Larval crawling velocity was performed and measured as described previously (Stork et al. 2014), with the exception that flies were raised at 29°C. The linear distance traveled was measured as the distance between the starting and ending points to determine straight line persistent crawling behavior.

Transmission EM (TEM)

TEM was conducted on the CNSs of L3 larvae in conjunction with the University of Massachusetts Medical School Electron Microscopy Core Facility as described previously (Tasdemir-Yilmaz and Freeman 2014).

Analysis and statistics

ImageJ was used for all quantifications. The number of neurons wrapped within one cortex glial cell was measured from Z-series containing entire cortex glial cells of abdominal segments A3–A6. The number of neurons within each clone was counted and divided by the number of repo+ nuclei in each clone.

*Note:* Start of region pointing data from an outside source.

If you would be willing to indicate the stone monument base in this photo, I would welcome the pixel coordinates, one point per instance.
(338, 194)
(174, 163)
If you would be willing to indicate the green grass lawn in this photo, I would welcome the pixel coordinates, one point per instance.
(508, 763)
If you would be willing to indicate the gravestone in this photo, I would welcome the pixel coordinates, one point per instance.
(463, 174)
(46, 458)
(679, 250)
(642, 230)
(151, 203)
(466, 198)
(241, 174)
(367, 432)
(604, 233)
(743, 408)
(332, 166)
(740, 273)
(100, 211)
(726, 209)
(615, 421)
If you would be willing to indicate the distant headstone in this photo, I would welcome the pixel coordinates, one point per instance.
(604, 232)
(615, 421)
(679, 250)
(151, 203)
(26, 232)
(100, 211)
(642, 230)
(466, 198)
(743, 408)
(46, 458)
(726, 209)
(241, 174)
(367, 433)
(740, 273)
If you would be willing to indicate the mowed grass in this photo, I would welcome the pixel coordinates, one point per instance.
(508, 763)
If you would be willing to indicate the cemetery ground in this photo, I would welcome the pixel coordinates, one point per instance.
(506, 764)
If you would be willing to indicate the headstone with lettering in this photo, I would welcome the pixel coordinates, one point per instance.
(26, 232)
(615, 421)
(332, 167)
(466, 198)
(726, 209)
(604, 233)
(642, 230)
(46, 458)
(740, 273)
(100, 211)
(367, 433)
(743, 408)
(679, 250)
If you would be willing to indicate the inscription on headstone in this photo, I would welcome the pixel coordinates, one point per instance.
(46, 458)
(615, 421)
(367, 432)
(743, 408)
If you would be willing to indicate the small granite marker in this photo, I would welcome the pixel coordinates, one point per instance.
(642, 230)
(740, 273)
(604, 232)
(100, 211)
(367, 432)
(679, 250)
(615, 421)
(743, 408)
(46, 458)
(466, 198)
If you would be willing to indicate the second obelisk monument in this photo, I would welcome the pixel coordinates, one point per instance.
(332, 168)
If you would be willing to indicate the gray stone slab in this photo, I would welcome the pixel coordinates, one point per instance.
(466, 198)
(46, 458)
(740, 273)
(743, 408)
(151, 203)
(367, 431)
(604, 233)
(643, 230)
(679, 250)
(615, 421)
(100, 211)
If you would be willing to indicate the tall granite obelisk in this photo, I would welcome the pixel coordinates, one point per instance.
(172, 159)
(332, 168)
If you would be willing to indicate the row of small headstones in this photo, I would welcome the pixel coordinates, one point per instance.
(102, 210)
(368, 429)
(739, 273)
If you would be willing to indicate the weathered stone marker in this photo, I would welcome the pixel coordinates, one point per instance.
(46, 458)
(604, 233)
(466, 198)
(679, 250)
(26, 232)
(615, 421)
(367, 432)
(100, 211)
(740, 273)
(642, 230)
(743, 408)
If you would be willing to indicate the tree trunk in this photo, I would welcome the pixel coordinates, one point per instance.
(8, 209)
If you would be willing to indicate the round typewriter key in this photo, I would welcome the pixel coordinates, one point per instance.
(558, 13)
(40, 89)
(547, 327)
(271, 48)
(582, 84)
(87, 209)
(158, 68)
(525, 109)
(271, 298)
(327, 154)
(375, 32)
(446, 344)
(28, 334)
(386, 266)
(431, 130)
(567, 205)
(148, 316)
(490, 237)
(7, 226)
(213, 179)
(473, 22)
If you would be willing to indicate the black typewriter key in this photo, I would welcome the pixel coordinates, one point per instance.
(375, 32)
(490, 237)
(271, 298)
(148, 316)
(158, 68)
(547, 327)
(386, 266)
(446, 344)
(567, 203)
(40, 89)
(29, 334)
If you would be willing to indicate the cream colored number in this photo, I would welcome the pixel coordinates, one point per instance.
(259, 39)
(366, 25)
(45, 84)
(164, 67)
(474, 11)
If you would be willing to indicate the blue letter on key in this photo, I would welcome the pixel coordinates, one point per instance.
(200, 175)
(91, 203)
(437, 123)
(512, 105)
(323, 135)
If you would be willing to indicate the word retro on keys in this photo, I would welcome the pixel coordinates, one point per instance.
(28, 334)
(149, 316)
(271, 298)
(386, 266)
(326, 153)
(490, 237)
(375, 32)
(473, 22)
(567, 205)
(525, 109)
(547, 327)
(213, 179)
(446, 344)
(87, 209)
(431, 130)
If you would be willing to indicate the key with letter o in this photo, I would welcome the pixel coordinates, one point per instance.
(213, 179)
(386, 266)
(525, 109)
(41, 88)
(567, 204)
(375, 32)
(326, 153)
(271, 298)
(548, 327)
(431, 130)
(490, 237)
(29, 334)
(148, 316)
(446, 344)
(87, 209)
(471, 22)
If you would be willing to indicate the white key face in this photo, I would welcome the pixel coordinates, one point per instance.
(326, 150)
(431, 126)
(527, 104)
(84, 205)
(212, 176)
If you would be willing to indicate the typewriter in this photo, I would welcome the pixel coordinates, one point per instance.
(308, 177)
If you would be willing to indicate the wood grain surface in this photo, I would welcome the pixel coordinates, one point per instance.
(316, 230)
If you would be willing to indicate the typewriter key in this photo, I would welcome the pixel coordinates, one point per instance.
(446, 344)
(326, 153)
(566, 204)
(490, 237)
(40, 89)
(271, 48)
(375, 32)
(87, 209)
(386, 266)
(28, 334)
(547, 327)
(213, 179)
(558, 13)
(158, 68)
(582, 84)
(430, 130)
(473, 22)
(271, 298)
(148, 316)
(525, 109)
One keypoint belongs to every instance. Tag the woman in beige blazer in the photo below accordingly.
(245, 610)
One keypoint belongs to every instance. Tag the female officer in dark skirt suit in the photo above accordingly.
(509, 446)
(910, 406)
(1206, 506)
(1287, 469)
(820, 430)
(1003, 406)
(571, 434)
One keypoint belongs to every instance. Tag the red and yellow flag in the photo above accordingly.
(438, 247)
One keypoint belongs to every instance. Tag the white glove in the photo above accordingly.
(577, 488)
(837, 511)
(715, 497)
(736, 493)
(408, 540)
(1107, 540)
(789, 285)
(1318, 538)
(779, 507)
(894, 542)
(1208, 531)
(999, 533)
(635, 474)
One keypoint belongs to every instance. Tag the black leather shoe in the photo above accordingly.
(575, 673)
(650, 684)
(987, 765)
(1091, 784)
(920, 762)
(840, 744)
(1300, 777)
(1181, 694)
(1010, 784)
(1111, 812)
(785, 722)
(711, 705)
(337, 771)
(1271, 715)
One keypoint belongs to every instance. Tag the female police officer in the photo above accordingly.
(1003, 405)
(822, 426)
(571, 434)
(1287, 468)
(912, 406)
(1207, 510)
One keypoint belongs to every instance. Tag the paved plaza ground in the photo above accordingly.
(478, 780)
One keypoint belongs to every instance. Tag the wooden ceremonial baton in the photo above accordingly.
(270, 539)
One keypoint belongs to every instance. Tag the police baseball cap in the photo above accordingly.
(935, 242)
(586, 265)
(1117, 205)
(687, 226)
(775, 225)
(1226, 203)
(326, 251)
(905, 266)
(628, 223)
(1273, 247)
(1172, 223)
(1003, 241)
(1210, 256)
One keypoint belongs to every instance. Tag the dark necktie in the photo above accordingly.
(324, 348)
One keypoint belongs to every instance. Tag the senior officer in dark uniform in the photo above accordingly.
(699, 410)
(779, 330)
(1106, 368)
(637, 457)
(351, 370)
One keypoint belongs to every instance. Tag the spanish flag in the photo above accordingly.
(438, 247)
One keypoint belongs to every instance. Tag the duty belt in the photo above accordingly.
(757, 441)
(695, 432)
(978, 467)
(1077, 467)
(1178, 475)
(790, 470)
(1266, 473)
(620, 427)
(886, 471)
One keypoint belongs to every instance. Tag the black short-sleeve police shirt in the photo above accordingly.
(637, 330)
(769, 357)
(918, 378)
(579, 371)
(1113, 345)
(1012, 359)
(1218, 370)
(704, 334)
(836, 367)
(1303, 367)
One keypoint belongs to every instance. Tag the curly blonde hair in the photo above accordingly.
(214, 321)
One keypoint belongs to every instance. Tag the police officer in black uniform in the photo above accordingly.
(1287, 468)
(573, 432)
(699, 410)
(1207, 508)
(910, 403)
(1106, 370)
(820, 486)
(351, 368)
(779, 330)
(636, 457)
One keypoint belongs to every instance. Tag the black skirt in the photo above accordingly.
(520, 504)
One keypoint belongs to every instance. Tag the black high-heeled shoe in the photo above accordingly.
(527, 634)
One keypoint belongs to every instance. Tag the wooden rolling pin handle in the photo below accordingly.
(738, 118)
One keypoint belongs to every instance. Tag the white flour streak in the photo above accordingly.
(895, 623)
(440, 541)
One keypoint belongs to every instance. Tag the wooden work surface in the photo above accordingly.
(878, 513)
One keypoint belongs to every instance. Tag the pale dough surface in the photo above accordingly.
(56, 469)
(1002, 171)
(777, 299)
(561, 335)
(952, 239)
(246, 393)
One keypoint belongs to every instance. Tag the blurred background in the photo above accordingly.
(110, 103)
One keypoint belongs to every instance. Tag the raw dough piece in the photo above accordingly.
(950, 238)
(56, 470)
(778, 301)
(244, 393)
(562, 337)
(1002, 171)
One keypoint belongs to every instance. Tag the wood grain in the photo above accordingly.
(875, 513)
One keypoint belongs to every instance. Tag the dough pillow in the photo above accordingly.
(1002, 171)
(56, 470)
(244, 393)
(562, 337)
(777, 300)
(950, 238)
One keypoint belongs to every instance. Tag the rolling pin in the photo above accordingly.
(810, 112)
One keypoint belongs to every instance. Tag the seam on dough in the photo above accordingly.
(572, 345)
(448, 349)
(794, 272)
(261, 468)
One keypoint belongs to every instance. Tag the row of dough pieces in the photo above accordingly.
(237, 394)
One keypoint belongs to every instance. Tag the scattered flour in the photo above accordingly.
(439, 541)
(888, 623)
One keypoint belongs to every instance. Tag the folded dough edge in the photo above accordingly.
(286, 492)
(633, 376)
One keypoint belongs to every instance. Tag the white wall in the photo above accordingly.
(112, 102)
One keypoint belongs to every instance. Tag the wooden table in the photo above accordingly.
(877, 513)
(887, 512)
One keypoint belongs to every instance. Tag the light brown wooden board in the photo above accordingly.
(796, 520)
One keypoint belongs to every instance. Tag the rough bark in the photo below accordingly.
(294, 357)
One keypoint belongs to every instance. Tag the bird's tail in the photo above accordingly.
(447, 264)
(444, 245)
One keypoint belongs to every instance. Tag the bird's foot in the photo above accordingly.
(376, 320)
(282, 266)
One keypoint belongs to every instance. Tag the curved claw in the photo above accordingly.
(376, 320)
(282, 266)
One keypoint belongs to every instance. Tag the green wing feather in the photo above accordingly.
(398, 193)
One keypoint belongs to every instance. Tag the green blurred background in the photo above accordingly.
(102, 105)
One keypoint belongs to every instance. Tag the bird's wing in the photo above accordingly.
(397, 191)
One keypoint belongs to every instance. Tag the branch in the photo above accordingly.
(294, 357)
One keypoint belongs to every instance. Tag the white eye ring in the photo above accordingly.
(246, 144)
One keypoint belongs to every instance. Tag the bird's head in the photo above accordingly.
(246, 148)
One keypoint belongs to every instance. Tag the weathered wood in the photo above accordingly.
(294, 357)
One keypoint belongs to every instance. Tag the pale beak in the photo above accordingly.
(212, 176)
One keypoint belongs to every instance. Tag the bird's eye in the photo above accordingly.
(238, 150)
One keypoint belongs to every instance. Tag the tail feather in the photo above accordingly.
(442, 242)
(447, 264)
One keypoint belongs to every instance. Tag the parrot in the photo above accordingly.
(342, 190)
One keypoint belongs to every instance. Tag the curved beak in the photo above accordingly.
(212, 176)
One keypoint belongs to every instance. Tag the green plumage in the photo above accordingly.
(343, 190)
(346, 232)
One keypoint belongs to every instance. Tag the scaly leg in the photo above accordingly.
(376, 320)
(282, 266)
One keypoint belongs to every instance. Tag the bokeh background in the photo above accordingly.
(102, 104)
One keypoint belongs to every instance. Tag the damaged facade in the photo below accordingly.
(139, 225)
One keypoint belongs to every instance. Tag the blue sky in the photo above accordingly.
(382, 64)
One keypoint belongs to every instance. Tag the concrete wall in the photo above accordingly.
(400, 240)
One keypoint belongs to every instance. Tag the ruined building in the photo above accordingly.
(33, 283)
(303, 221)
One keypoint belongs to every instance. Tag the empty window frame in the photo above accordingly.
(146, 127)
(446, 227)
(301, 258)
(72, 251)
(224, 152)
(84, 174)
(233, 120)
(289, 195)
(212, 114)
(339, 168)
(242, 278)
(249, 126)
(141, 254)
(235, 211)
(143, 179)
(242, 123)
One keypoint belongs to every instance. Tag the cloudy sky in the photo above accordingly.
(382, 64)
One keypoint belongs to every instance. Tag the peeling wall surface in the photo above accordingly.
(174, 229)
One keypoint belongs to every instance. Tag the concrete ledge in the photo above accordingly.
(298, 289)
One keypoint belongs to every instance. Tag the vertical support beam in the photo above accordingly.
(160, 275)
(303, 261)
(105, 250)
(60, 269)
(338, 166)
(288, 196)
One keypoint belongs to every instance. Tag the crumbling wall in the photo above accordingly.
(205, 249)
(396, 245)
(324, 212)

The majority of clones used for quantification was single cells; however, of the three quantified clones containing more than one cortex glial cell, one contained two cells, one contained three cells, and one consisted of four cells. Calcium signaling transients were calculated by choosing 400-µm2 areas in a single Z-plane and counting the number of calcium transients that occurred within that area during 90 sec. Cortex glial rescue was assessed from single Z-plane images taken with a 63× objective (134.4 µm × 102.4 µm) in the region of the thoracic segments of L3 VNCs that contained the cell bodies of the MM cortex glia. The area containing normal cortex glial morphology was measured, and values were reported as the percentage of the field of view containing morphologically normal cortex glia; therefore, the area containing globular was not counted in any image. Error bars in all graphs indicate ±SEM. Statistical significance was calculated with Graphpad Prism 6 software by statistical analysis with either a Student's t-test for comparison between pairs or an ANOVA with the appropriate post hoc test for comparing more than two sets of data. All larval crawling was measured and quantified together and therefore analyzed in a common ANOVA with Tukey's post hoc test; however, the results are displayed in separate graphs for presentation.